Thursday, August 5, 2010 - 9:00 AM

OOS 41-4: The relationship between microbial composition and ecosystem processes in a New England tidal marsh

Heather Reed, University of Massachusetts and Jennifer B.H. Martiny, University of California, Irvine.

Background/Question/Methods   We examined the microbial composition-function relationship in a New England tidal marsh ecosystem. We used a transplant experiment designed to compare the composition (TRFLP) and activities of salt marsh and freshwater marsh sediment communities. We transplanted sediment cores (6 cm dia by 6 cm deep) contained in dialysis bags (MWCO of 8 kD). To investigate the effects of both composition and environment on ecosystem processes, we performed a short-term (1 week) experiment to limit composition shifts of transplanted communities. To examine feedbacks between the environment and composition, we also performed a longer term transplant experiment (2 months). At the end of each experiment, we compared general bacteria and sulfate reducing bacteria community composition among cores. We also performed functional assays to assess ecosystem processes. We measured soil respiration, net methane production, aminopeptidase, sulfatase, and phosphatase activities and gross nitrification rates.

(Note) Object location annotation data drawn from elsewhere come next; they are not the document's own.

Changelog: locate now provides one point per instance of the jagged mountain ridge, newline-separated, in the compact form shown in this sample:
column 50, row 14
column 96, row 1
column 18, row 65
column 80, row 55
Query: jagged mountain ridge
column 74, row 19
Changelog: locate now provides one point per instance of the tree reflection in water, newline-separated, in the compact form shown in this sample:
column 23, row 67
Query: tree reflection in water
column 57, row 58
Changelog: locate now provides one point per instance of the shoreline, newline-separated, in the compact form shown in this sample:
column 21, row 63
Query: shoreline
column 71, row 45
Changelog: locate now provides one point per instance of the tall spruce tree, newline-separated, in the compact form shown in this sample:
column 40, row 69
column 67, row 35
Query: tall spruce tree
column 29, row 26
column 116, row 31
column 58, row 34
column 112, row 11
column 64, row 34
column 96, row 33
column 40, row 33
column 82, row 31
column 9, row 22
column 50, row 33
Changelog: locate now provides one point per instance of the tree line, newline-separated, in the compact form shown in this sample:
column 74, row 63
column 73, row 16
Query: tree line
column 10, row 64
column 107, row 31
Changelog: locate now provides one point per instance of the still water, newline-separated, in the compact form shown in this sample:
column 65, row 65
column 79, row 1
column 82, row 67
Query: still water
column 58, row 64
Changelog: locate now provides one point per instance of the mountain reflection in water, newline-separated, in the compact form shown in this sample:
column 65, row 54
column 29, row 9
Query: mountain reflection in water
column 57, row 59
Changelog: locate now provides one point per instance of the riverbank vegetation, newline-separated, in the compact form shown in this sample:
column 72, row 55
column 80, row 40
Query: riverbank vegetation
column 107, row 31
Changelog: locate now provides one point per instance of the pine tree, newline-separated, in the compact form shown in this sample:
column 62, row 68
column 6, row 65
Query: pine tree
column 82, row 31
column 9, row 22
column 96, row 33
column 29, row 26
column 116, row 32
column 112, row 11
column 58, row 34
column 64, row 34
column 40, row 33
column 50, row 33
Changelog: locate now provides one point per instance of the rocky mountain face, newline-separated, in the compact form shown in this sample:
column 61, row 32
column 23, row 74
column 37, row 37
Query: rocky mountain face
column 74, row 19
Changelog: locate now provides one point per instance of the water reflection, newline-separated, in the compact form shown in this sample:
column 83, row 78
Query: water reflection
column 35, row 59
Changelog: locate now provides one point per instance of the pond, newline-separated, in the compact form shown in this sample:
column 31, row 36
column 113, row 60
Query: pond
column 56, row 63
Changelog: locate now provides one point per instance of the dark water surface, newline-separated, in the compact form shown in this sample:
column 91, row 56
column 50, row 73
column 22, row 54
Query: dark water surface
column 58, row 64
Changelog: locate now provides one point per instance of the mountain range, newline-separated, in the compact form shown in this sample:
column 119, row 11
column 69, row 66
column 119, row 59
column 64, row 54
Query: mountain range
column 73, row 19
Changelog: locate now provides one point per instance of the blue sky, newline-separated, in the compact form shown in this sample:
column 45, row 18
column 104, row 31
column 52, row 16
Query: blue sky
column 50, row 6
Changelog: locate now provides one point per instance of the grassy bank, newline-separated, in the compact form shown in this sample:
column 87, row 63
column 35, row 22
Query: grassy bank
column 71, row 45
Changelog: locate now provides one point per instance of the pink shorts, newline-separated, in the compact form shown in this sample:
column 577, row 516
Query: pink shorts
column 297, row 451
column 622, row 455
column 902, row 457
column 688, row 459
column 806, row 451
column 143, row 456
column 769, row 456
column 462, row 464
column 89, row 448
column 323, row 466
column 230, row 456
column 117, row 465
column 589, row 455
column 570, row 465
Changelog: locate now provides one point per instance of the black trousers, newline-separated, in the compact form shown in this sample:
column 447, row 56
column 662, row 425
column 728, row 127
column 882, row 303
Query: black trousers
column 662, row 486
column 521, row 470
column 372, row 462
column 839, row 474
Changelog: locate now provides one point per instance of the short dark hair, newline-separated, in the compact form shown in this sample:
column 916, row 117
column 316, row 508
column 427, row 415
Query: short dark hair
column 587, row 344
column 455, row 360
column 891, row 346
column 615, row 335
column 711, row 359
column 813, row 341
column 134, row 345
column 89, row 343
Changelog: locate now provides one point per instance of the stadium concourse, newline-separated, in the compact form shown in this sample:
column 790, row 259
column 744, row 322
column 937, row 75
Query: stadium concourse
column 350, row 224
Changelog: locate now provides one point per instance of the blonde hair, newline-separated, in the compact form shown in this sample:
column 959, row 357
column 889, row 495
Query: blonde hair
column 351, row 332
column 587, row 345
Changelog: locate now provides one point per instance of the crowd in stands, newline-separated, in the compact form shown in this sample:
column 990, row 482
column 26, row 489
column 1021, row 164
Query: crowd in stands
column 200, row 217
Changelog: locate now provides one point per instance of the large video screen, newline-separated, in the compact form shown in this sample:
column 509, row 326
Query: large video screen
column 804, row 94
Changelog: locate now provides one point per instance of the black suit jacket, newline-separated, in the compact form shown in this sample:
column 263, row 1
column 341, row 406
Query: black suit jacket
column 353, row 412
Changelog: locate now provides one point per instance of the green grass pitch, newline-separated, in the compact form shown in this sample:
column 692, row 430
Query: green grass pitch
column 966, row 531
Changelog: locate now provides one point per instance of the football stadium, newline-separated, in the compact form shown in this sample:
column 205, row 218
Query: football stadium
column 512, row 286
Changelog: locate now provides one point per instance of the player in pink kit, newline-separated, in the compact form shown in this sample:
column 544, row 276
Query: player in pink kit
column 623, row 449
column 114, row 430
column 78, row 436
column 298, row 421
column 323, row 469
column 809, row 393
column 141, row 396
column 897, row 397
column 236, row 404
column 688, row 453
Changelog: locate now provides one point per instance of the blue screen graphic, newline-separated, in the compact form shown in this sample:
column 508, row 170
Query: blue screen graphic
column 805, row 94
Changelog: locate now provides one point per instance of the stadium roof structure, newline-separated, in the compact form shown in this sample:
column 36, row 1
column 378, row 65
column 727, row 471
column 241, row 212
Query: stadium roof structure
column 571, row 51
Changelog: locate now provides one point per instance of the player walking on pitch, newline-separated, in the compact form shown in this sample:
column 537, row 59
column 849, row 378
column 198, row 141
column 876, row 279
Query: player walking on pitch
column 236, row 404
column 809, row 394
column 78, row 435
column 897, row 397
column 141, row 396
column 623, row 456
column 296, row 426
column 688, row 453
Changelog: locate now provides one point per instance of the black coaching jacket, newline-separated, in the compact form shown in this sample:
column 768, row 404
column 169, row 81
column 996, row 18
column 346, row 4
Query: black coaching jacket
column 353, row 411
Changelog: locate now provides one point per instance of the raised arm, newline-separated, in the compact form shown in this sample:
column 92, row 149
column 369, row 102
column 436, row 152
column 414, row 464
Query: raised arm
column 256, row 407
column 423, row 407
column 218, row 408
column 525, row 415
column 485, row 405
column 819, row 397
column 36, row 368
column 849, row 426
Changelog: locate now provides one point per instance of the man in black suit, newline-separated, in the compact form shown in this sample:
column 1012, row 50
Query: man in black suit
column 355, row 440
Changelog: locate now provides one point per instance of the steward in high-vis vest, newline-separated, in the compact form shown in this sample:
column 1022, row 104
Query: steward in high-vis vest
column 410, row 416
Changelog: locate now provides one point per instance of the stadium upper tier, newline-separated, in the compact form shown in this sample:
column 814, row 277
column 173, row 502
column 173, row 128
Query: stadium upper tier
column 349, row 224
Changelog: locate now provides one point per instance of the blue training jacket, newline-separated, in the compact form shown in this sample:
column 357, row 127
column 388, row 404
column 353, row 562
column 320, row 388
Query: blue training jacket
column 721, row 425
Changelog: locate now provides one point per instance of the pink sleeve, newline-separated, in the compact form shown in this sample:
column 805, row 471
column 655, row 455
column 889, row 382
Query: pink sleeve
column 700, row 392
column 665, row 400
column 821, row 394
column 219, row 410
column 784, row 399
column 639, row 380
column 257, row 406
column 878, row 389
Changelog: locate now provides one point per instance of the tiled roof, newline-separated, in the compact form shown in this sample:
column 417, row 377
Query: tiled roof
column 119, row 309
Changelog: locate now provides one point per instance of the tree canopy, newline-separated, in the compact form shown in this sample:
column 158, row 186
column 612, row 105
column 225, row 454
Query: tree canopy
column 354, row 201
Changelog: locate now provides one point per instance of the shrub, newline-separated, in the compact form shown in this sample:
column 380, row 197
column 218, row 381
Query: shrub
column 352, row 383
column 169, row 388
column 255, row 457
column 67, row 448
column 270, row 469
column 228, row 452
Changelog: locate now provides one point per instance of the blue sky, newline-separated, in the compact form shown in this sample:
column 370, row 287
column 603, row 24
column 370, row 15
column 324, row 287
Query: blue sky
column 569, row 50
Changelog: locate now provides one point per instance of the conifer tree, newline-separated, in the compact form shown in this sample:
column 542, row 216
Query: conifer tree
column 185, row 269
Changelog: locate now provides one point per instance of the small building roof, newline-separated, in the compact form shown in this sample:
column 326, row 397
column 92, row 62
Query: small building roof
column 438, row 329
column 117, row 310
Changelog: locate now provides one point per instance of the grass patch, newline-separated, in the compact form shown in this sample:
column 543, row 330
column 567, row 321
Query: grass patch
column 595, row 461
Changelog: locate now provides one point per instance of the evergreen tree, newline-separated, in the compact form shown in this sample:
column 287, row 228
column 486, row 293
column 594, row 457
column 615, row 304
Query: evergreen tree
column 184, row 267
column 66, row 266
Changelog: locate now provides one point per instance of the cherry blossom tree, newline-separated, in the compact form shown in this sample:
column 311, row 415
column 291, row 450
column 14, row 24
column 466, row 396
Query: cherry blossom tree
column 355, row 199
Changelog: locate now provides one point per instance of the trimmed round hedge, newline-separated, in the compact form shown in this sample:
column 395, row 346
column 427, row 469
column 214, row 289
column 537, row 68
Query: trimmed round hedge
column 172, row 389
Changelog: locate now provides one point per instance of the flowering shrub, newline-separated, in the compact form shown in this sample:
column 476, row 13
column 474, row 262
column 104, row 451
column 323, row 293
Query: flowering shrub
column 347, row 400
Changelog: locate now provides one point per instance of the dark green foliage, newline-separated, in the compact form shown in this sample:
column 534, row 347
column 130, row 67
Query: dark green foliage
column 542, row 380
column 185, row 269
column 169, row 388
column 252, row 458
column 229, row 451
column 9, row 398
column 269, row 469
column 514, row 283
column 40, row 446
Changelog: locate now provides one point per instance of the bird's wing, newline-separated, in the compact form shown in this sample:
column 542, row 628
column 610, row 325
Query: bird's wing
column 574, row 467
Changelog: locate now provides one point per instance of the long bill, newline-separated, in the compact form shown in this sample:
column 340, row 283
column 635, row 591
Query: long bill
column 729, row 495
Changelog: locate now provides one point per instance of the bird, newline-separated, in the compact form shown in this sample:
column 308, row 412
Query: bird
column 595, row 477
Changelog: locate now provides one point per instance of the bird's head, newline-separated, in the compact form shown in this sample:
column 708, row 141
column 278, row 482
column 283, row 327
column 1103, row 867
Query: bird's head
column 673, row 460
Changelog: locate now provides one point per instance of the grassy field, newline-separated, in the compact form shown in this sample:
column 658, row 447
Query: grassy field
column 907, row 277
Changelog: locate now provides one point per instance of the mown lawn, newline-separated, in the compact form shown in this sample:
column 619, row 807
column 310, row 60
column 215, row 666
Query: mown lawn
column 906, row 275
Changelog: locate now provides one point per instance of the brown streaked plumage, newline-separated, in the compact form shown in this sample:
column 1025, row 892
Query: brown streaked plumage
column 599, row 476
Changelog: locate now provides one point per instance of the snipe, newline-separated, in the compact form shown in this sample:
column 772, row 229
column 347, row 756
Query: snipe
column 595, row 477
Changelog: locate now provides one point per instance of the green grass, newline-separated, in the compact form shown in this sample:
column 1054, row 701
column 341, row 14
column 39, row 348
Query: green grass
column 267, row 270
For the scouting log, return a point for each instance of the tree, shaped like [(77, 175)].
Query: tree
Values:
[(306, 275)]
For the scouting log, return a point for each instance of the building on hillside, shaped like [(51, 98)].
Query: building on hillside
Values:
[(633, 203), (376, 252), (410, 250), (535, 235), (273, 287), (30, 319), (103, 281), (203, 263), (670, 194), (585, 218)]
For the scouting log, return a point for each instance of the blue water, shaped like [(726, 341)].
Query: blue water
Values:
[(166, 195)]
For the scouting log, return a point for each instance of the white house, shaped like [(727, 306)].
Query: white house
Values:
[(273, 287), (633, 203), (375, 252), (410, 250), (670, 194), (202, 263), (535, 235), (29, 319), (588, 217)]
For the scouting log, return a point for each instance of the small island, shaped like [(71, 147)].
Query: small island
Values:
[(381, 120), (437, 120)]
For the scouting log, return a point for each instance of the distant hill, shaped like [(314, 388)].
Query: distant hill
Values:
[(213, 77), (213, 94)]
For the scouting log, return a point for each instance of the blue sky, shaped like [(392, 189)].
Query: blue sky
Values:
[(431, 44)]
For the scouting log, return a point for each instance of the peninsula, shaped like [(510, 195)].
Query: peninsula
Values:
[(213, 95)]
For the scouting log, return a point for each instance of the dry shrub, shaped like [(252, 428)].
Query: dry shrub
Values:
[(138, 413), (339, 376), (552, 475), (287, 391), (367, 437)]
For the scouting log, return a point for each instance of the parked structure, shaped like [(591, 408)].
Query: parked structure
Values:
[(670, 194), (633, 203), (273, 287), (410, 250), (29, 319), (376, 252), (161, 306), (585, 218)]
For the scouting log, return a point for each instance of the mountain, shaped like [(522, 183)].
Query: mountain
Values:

Results/Conclusions   In the short-term experiment, as expected, community composition did not shift significantly when cores were transplanted. Additionally, six of the nine functional assays exhibited a significant effect of core origin, and thus community composition. In this short-term experiment, in addition to environmental effects, composition effects on measurable ecosystem processes were evident. In the long-term experiment we expected transplanted cores to exhibit composition shifts coupled with functional shifts, such that transplanted cores would resemble the site in which the cores incubated rather than the site of origin. After two months of being transplanted, a significant but limited shift in the general bacteria composition was evident. The sulfate reducing community was even more resistant and did not shift significantly. Even though community composition did not shift dramatically, a significant effect of the incubating site was evident for five of the nine functional assays, while core origin was significant for only two of the assays. Initial microbial response to new environmental conditions did not occur as large composition shifts, even though functional responses were evident. Composition may be more resistant to shifts compared to function when communities are exposed to new environments, potentially decoupling known composition – function relationships.